Cantwell Tamara, Ferre Andrés, Van Sint Jan Nicolette, Blamey Rodrigo, Dreyse Jorge, Baeza Cristian, Diaz Rodrigo, Regueira Tomás
Centro de Pacientes Críticos, Clínica las Condes, Estoril 450, Las Condes, Santiago, Chile.
Unidad de ECMO, Clínica las Condes, Santiago, Chile.
J Artif Organs. 2017 Dec;20(4):371-376. doi: 10.1007/s10047-017-0998-x. Epub 2017 Oct 10.
A previously healthy, 39-year-old obese farmer, arrived hypotensive and tachycardic, with fever, myalgia, headache, abdominal pain, diarrhea, and progressive dyspnea. Ten days before symptoms onset, he was in direct contact with mice and working in a contaminated drain. Patient laboratory showed acute kidney injury and thrombocytopenia. Chest X-ray exhibited bilateral diffuse interstitial infiltrates. First-line empirical antibiotics were started and influenza discarded.

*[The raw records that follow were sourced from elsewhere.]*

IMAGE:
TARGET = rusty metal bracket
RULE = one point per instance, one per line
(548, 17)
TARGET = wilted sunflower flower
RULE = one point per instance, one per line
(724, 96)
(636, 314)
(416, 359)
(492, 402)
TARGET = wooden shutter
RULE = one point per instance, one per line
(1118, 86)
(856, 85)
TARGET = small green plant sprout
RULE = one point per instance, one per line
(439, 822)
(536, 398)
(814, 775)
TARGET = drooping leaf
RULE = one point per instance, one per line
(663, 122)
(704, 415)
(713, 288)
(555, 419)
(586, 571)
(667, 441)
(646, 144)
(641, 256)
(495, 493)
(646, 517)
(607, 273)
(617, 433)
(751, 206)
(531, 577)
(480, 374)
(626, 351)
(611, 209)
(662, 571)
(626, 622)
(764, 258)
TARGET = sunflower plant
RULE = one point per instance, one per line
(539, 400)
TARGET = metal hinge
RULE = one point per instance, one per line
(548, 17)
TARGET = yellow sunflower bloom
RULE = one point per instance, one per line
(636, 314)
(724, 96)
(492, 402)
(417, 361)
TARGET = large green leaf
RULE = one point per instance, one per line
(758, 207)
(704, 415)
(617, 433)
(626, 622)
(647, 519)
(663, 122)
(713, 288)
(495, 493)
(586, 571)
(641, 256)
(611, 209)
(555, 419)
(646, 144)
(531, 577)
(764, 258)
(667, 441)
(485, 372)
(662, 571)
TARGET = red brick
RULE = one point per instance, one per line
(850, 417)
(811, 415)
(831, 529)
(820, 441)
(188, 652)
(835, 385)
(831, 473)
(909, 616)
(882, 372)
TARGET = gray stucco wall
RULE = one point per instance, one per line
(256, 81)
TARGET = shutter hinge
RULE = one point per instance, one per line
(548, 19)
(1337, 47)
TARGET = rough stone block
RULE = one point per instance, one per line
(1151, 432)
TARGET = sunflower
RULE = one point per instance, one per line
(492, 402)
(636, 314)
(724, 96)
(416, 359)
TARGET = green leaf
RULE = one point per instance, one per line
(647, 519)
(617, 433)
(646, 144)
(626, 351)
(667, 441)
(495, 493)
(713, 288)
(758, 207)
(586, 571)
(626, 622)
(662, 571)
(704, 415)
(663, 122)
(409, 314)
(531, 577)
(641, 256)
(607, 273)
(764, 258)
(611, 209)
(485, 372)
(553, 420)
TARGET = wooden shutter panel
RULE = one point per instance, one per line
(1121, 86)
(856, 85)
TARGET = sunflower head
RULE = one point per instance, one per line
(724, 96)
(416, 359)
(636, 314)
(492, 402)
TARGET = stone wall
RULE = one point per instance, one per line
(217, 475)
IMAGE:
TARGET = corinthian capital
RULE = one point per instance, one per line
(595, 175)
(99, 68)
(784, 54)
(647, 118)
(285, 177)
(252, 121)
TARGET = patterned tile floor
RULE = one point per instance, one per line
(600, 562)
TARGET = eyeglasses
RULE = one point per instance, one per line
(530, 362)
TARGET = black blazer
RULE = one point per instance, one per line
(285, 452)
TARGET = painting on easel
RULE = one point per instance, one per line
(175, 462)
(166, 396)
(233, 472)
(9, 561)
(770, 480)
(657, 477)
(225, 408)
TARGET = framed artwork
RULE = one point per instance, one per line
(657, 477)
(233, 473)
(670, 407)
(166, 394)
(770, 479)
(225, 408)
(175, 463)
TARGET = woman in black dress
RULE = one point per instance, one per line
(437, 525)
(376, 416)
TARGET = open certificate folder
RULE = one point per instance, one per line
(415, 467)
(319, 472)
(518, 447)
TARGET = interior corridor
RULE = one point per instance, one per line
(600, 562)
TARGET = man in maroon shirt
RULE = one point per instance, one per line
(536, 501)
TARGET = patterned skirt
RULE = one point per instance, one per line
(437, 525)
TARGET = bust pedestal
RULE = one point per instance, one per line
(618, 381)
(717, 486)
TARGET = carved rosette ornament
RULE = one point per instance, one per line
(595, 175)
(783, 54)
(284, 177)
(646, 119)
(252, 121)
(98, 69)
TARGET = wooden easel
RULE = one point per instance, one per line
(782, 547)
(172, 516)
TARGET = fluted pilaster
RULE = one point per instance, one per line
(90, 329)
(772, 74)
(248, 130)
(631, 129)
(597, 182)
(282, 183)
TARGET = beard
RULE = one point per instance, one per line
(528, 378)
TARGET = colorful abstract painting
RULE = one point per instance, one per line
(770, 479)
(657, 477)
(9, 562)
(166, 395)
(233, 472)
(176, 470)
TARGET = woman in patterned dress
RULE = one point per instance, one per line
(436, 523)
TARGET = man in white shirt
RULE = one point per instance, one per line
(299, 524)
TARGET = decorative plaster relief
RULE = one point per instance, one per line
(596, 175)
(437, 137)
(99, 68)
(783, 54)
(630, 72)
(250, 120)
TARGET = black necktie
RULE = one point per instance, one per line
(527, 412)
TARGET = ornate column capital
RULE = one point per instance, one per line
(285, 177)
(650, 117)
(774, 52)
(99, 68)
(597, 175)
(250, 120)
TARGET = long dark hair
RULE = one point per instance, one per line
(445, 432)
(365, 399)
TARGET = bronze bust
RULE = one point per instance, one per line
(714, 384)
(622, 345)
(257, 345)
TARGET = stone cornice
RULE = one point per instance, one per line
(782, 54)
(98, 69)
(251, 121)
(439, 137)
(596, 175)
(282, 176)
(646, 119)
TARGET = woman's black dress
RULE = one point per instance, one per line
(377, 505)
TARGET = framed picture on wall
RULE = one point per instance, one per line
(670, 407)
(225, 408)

Patient evolved with severe respiratory failure, associated with hemoptysis, and rapidly severe hemodynamic compromise. Despite neuromuscular blockade and prone positioning, respiratory failure increased. Accordingly, veno-venous ECMO was initiated, with bilateral femoral extraction and jugular return. After ECMO connection, there was no significant improvement in oxygenation, and low pre-membrane saturations and low arterial PaO of the membrane showed that we were out of the limits of the rated flow. Thus, a second membrane oxygenator was installed in parallel. Afterward, oxygenation improved, with subsequent perfusion enhancement. Regarding etiology, due to high suspicion index, Leptospira serology was performed, coming back positive and meropenem was maintained. The patient ultimately recovered and experience excellent outcome. The clinical relevance of the case is the scared evidence of leptospirosis-associated severe respiratory failure treated with ECMO. This experience emphasizes the importance of an optimal support, which requires enough membrane surface and flow for an obese, highly hyperdynamic patient, during this reversible disease. A high index of suspicion is needed for an adequate diagnosis of leptospirosis to implement the correct treatment, particularly in the association of respiratory failure, pulmonary hemorrhage, and an epidemiological-related context.
一名此前健康的39岁肥胖农民,出现低血压和心动过速,伴有发热、肌痛、头痛、腹痛、腹泻和进行性呼吸困难。症状出现前10天,他直接接触过老鼠并在一个受污染的下水道工作。患者实验室检查显示急性肾损伤和血小板减少。胸部X线显示双侧弥漫性间质浸润。开始使用一线经验性抗生素并排除流感。患者病情进展为严重呼吸衰竭,伴有咯血,并迅速出现严重血流动力学障碍。尽管进行了神经肌肉阻滞和俯卧位通气,呼吸衰竭仍加重。因此,启动了静脉-静脉体外膜肺氧合(ECMO),采用双侧股静脉引流和颈静脉回流。连接ECMO后,氧合没有明显改善,膜前饱和度低和膜动脉血氧分压低表明我们超出了额定流量范围。因此,并行安装了第二个膜式氧合器。此后,氧合改善,随后灌注增强。关于病因,由于怀疑指数高,进行了钩端螺旋体血清学检查,结果呈阳性,美罗培南继续使用。患者最终康复,预后良好。该病例的临床意义在于ECMO治疗钩端螺旋体病相关严重呼吸衰竭的成功证据。这一经验强调了最佳支持的重要性,在这种可逆性疾病期间,对于肥胖、高动力状态的患者需要足够的膜面积和流量。对于钩端螺旋体病的正确诊断和实施正确治疗,特别是在合并呼吸衰竭、肺出血和有流行病学相关背景的情况下,需要高度的怀疑指数。